The timing does matter. There is a difference between a flagrant breach of the rules during that first 100 day total lockdown and a minor, or accidental, breach of the subsequent 'rule of six' or other restrictions at a time when, to some extent anyway, the general spirit of the law was more significant than its strict application. Even so, those thousands of people fined and convicted of breaking Covid regulations might reasonably wonder why their behaviour has been sanctioned but Downing Street’s has not.
It is, at root, a question of fairness and of propriety and it takes no great powers of insight to notice that the Prime Minister and his office have offended against any and every sense of fair play and decency and sensible behaviour. The law may say what it will – and it is not for Sue Gray to rule on matters of law, incidentally – but the moral offence is clear and obvious to anyone whose pay packet or career prospects does not depend on pretending all is fine here and there is nothing to see whatsoever. The moral problem is much weightier than any legal difficulty; it is not, on the whole, unreasonable to expect the Prime Minister and his officials to follow the bloody rules they bloody well wrote themselves.
Instead, cabinet ministers appear determined to play everyone else for a fool. 'I’ve spoken to constituents', Nadine Dorries says – sparking an upsurge in sympathy for the long-suffering residents of Mid-Bedfordshire, I suppose – 'and they’ve done nothing but express support for the Prime Minister'.
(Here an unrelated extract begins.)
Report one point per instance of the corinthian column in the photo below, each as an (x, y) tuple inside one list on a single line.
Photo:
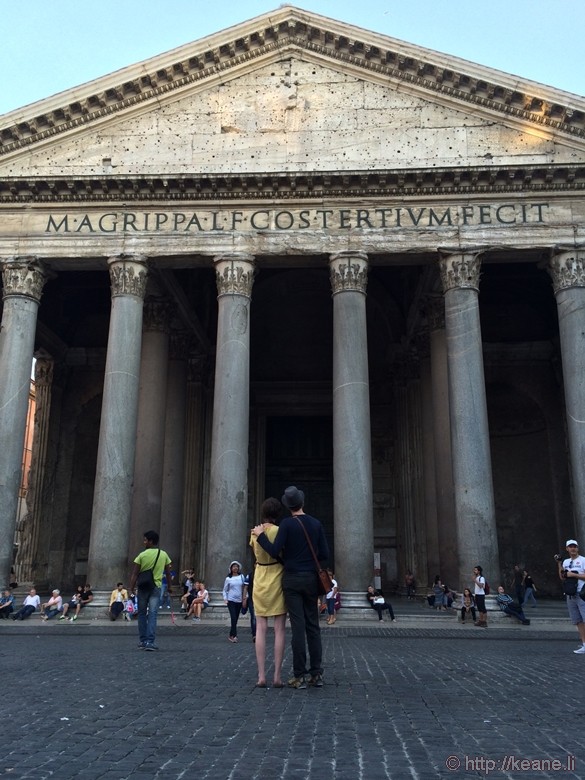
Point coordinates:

Comical stuff from a comedy cabinet minister whose promotion to her post was itself a revealing commentary on this government’s seriousness of purpose. You troll if you want to, but some of us can recall a time when government was a little bigger than that.
Meanwhile the Prime Minister whines that everyone is being beastly to him even though he did nothing wrong. He doesn’t deserve this, you see. At the same time, he’d very much like you to know that his non-apology apology was wholly sincere. You can wheel a suitcase through the gap between these positions. Never mind reality, however, for in Downing Street any old nonsense may be made true merely by stating it must be.
The behaviour matters – for without it there’d be no need to invent excuses for it – but the attempt to rewrite the reality of that behaviour takes biscuit-taking to a whole new level. We told the Queen we were sorry about all 'this' but we cannot say what 'this' is. If you accept that, the Easter Bunny has a bridge to Belfast he’d like to sell you.
On and on it goes and on and on it will go until such time as the public – that’s you, matey – are dulled into submission, meekly accepting that this is just the way it is and, consequently, also the way it must be. Old news. Boring news. Time to move on.
Well, no. At some point some kind of standards must be insisted upon. I gently suggest we have reached that point and that henceforth there is no crime in taking names twice over: first of those who have the good sense to make a public declaration this cannot carry on like this for very much longer; and, second, of those so craven they dare not say anything at all or, worse, peddle the uttermost nonsense in support of a Prime Minister who, whatever his charms and gifts, is plainly not even on nodding terms with the truth.
Enough. Enough already. Get on with it and then, you know, we really can move on.